5 August 2013 at 12:10  
Blogger Demetrius said...

There is more to it than that. In my log on Monday 30 July 2012 under "Harriet's Little Secret" I linked her to the Chamberlain family. Joseph Chamberlain was a fan of the Three Acres and a Cow promise to the electorate.

5 August 2013 at 15:46  
Blogger Owl said...

Little Harriet is a Fabian.

The aim of the Fabians is a communist state through gradualism rather than revolution.

They don't even try to hide it.

They are the new elite so what else do you expect!

5 August 2013 at 16:36  
Blogger Office of Inspector General said...

Now see here Dromey. Time to let the apron strings go and make your own way in the world, don’t you think ?

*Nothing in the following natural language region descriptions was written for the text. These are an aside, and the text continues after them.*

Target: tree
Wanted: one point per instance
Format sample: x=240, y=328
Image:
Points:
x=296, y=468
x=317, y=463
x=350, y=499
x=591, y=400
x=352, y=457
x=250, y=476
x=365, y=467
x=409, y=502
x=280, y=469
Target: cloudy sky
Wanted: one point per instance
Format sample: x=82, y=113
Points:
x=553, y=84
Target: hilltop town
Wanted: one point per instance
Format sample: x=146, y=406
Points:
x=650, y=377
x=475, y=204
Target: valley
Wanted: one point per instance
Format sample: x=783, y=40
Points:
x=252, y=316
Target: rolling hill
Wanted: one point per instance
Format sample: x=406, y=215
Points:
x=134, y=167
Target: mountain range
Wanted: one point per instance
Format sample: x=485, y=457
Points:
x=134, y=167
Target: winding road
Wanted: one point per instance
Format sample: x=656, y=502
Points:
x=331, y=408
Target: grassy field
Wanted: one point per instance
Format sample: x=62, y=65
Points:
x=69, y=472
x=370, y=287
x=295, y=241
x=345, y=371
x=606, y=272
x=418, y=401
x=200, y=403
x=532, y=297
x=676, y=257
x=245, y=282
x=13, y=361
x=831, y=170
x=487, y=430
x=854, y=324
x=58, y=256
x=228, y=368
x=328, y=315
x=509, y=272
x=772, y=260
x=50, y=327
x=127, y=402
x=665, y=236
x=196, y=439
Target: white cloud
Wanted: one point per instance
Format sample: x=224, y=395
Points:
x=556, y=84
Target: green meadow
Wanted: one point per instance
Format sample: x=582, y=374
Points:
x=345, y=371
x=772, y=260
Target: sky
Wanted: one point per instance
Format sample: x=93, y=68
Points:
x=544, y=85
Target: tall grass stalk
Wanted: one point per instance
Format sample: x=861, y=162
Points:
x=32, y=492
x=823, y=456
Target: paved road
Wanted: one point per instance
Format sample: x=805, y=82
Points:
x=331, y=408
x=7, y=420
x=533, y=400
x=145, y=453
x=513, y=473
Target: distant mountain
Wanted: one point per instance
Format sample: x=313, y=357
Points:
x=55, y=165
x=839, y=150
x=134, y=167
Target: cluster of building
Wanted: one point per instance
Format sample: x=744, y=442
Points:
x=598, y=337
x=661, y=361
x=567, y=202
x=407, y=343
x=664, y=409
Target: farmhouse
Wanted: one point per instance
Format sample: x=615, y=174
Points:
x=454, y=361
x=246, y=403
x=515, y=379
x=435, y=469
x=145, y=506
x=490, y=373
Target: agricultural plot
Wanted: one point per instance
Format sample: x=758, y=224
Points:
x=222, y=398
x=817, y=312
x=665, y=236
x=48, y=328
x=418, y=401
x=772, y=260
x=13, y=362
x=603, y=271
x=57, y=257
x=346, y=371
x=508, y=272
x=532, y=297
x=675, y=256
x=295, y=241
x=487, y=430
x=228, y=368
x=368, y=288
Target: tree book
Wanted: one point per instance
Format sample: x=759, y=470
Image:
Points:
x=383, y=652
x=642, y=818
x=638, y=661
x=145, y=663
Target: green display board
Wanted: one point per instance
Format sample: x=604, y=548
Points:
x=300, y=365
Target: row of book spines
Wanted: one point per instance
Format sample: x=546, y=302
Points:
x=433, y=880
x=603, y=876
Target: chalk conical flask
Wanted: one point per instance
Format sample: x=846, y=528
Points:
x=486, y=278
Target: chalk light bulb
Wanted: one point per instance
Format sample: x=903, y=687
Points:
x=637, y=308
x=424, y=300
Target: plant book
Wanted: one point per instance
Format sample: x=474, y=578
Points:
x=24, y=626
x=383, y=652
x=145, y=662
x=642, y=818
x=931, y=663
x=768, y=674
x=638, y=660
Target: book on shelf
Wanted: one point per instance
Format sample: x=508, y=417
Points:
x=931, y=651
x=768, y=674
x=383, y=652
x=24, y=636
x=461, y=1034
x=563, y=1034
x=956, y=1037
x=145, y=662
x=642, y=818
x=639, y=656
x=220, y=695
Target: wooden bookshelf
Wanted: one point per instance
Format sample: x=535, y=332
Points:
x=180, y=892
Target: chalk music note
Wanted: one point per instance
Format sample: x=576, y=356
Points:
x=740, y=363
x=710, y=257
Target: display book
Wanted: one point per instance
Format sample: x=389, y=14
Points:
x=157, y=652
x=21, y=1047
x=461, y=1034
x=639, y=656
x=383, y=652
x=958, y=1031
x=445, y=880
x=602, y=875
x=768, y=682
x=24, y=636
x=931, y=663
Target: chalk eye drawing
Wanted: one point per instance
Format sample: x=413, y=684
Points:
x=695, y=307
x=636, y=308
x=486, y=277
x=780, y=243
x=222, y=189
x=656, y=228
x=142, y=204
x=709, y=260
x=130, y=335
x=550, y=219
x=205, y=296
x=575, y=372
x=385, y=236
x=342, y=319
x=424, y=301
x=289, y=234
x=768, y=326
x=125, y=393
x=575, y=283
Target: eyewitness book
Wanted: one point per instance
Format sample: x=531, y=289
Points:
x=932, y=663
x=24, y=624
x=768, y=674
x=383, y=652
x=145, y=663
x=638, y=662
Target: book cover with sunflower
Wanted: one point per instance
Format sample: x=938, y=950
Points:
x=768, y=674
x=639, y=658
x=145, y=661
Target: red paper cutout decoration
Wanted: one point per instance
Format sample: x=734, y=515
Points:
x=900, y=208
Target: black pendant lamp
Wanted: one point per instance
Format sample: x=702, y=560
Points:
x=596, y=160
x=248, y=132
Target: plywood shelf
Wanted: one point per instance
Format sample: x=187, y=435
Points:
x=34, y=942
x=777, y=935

Then again, with daddy a union Kommissar, and mummy a fem civil liberty nuisance, perhaps you do need help, what !


5 August 2013 at 17:56  
Blogger Anne Thrope said...

I've heard that before, about the NCCL and its involvement in paedophile "rights" - amazing what you learn by reading UK paedophiles exposed website and similar stuff. Harman is a grabbing hypocrite of the left, and it sounds as if her son is a nasty spoilt brat. Getting ahead on the shortlist, and they were so proud of abolishing HEREDITARY peers. Who's up there now, just puppets?...I'm sorry to say it,but I don't think this country has any future.

5 August 2013 at 18:04  
Blogger Darter Noster said...

There's nothing like leading socialists for a sense of entitlement. T'was ever thus - look at socialist leaders throughout history; with a few notable exceptions they are the revolutionary middle class, and think themselves the natural leaders and betters of real workers in the same way the aristocracy used to.

"The working class can kiss my arse, I've got the foreman's job at last" - that parody of the Red Flag could have been written for the Harmans and Dromeys.